Uber sent emails to hundreds of thousands of its customers and drivers Monday urging them to submit testimony to the Honolulu City Council opposing
a bill that would place more restrictions on the transportation network company and other operations like it.
The email featured the subject line “Uber service on Oahu is at risk.”
Bill 35, the latest in the emotional tug of war between the upstart ride-hailing companies and drivers and the more traditional taxi companies and their cabbies, is up for a
final vote 10 a.m. Wednesday at Honolulu Hale.
“The Honolulu City Council is considering new regulations that would impose outdated taxi-style requirements on ride share,” the email states. “These proposed regulations put the availability of reliable,
affordable transportation on Oahu at risk.”
A key point of contention is language in the bill requiring the customer services director to establish a cap on how much ride-hailing drivers could charge during periods of “surge” or “dynamic” pricing, when demand is at its peak.
The email does not mention surge pricing, but a blog on Uber’s website, as well as an Uber fact sheet on the bill, both focus on the practice and the company’s concerns about a cap.
The blog points out that city Customer Services Director Sheri Kajiwara testified that the administration opposes the idea of setting the prices for ride-hailing companies and instead wants to
allow taxi companies more flexibility in pricing.

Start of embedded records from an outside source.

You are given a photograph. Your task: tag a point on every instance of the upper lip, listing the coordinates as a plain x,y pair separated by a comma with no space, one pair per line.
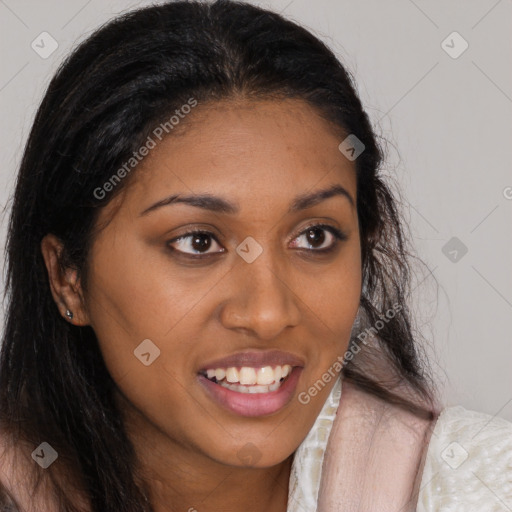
255,359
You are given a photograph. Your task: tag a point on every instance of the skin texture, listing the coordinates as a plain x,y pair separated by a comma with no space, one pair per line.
259,155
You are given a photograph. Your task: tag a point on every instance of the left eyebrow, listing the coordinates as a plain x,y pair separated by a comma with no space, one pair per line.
220,205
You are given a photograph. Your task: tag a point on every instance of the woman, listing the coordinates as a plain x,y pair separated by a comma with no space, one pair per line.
208,285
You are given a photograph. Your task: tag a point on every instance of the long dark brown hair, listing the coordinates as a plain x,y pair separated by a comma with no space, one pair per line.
102,103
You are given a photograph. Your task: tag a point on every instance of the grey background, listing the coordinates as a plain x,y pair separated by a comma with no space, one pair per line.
448,125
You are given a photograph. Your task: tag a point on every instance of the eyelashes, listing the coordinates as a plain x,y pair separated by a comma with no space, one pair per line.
203,242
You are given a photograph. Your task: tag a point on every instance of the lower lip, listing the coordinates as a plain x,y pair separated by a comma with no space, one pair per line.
257,404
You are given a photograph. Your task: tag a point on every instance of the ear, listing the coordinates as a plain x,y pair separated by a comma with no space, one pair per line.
64,282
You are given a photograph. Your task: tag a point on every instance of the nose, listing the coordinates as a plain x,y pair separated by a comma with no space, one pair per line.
262,300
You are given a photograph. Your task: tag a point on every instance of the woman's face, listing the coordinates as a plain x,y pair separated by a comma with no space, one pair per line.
258,286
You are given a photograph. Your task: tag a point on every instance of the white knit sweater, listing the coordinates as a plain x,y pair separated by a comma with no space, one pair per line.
468,466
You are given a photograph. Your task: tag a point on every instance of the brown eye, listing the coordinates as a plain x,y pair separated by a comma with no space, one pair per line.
195,243
320,238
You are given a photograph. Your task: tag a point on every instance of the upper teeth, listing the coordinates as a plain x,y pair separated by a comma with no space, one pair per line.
248,376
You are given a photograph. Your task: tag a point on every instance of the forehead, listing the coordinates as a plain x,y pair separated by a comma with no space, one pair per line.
249,151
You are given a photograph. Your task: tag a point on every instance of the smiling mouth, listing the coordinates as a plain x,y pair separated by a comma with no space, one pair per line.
249,380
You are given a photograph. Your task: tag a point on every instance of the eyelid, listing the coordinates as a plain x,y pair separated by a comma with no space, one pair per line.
337,233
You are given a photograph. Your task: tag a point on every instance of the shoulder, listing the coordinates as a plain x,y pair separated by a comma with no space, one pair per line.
468,464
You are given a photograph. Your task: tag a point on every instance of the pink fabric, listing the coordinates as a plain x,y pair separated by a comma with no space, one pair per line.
374,456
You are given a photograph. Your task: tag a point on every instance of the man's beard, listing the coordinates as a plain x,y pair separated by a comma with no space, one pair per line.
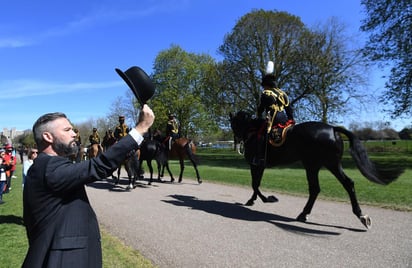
65,149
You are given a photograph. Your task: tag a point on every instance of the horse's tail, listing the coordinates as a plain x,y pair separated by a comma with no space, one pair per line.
368,169
191,150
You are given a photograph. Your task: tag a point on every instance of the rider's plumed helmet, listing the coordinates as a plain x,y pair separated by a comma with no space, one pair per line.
268,79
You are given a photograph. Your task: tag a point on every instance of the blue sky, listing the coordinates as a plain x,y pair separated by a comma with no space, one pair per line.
60,55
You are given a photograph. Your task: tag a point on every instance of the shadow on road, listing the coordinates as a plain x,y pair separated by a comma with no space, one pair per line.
240,212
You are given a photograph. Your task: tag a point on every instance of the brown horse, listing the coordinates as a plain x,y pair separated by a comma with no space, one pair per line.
94,150
180,149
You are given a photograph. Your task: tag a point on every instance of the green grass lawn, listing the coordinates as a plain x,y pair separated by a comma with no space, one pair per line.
14,244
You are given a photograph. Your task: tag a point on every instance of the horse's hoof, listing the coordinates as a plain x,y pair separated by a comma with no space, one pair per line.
272,199
366,221
302,217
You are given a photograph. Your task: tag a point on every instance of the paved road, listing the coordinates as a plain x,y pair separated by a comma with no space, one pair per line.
191,225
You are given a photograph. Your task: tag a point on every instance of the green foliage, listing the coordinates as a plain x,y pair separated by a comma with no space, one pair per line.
389,24
180,89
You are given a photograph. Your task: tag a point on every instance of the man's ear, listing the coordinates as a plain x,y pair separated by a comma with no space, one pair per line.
48,137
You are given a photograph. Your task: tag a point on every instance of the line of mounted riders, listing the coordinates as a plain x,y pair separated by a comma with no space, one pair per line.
154,147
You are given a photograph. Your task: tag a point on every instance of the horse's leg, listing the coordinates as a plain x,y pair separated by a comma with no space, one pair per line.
192,158
182,167
166,164
199,180
116,181
314,189
159,170
257,173
349,186
149,164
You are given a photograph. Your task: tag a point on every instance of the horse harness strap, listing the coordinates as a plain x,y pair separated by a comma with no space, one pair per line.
283,130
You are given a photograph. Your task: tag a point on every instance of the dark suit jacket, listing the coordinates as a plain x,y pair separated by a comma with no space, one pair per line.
61,226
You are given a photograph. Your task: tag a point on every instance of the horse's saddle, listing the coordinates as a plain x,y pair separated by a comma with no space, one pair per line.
277,134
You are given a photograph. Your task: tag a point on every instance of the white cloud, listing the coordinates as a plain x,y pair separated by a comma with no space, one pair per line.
25,88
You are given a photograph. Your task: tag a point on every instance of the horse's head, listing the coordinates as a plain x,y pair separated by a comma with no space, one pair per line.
239,123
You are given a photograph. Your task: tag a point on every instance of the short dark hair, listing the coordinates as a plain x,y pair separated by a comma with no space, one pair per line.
41,125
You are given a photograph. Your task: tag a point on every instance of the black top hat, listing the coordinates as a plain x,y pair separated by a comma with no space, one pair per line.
268,80
139,82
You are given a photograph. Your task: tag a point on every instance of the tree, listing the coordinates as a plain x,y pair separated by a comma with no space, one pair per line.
389,23
179,77
314,67
330,75
258,37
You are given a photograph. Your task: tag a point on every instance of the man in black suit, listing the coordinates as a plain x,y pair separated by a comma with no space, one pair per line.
61,226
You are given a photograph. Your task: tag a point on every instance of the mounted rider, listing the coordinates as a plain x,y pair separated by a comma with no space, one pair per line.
172,129
278,112
108,139
94,138
121,129
275,103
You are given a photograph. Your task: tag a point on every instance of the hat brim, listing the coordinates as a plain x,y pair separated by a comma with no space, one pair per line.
129,83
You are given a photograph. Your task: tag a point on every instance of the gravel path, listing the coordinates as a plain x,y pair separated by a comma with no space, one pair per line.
191,225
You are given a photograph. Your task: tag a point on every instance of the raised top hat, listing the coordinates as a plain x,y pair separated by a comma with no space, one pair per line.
139,82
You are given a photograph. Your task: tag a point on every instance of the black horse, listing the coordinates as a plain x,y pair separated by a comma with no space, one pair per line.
316,145
151,149
181,149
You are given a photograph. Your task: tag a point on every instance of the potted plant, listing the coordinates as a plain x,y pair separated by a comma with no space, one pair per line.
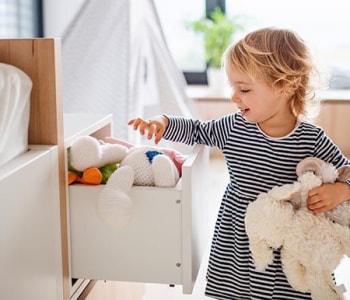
218,31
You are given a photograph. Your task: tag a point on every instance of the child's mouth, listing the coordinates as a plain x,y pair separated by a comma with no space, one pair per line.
244,111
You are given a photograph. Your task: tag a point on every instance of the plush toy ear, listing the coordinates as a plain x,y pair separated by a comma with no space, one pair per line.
113,140
114,204
344,173
313,164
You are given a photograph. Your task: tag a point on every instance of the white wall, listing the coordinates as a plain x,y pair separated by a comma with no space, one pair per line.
58,15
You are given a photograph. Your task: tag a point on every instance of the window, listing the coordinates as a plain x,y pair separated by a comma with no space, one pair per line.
20,19
323,24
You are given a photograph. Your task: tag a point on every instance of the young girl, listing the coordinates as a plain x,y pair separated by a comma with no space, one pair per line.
270,73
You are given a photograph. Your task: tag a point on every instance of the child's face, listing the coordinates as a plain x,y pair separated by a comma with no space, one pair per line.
257,101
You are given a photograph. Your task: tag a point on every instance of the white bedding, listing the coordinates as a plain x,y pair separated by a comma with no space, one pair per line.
15,88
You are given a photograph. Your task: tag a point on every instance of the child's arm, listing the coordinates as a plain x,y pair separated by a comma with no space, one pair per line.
328,196
155,126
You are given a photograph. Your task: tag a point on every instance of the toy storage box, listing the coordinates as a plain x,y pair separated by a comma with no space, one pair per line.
165,240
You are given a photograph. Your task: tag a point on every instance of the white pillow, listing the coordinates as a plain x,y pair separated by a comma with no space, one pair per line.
15,88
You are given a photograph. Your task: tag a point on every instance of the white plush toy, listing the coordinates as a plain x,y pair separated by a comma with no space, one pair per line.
312,246
139,165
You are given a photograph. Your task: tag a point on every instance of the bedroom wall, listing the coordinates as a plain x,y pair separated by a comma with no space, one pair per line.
58,15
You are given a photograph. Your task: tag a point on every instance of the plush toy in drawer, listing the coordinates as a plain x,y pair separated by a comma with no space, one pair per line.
121,165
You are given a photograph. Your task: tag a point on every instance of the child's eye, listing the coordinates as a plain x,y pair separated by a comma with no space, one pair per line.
245,91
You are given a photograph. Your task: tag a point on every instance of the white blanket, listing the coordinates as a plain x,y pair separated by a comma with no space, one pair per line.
15,88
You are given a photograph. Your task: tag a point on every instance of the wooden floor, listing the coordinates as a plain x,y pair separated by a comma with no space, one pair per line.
139,291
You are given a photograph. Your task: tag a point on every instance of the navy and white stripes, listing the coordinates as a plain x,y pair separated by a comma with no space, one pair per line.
256,163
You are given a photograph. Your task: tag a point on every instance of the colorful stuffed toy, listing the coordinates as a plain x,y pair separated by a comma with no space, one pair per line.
134,165
312,246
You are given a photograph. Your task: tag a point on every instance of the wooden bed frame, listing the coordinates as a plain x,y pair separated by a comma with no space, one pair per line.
40,59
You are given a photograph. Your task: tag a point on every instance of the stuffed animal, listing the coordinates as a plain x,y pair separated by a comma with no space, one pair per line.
136,165
312,246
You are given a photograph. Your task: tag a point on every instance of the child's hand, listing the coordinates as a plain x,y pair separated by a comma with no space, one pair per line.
154,127
327,196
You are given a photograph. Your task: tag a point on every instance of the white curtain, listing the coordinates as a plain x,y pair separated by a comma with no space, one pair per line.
115,60
95,49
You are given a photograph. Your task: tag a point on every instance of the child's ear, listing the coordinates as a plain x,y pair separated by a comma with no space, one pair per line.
344,173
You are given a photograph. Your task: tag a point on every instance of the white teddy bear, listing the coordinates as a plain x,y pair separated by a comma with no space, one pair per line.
312,246
141,165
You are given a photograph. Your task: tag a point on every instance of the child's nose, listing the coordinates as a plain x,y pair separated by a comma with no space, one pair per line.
234,97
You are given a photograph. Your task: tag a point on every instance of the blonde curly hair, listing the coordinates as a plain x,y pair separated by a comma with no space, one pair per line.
281,59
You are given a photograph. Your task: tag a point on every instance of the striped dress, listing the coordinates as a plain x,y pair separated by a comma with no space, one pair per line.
256,163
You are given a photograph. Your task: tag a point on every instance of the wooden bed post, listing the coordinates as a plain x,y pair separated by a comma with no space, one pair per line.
40,59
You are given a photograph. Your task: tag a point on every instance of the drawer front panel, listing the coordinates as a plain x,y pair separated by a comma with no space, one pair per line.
148,249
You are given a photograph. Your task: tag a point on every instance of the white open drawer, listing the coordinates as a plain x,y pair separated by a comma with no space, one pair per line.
165,240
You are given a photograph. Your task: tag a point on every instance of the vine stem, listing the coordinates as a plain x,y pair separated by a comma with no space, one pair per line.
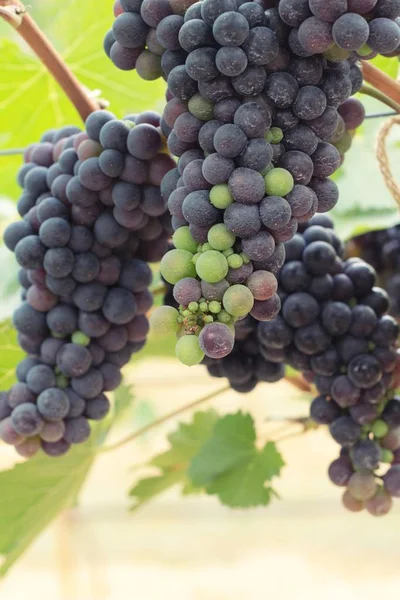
382,82
136,434
378,95
16,15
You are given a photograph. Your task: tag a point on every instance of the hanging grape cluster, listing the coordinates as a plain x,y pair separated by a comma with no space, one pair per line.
92,217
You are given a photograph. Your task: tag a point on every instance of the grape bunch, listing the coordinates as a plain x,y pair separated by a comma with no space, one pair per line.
382,250
334,329
133,42
362,28
252,134
92,217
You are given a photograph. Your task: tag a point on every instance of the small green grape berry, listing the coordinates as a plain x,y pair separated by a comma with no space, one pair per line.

Uber and Lyft officials testified in Council committees last month that such a cap would be the first such restriction imposed on the transportation network companies in the U.S.
The companies argue that surge pricing is a necessary component of its platform because it encourages drivers to get on the road when demand is highest. But taxi companies and cabbies say surge pricing creates an unfair advantage over them because their pricing is capped by state law. Some opponents of ride-hailing companies also accuse them of charging
exorbitant prices when
potential riders are at their most vulnerable.
Council Chairman Ernie Martin, who wrote the latest draft of the bill, said the language does not prevent transportation network companies from charging more during surge-pricing periods. “All it seeks to do is put a maximum ceiling as to how far they can charge with respect to that particular business practice,” he said, adding that the language is designed to guard against predatory pricing.
Martin said many of the emails received Monday did not consider other changes made in the latest draft to meet concerns raised by Uber and Lyft.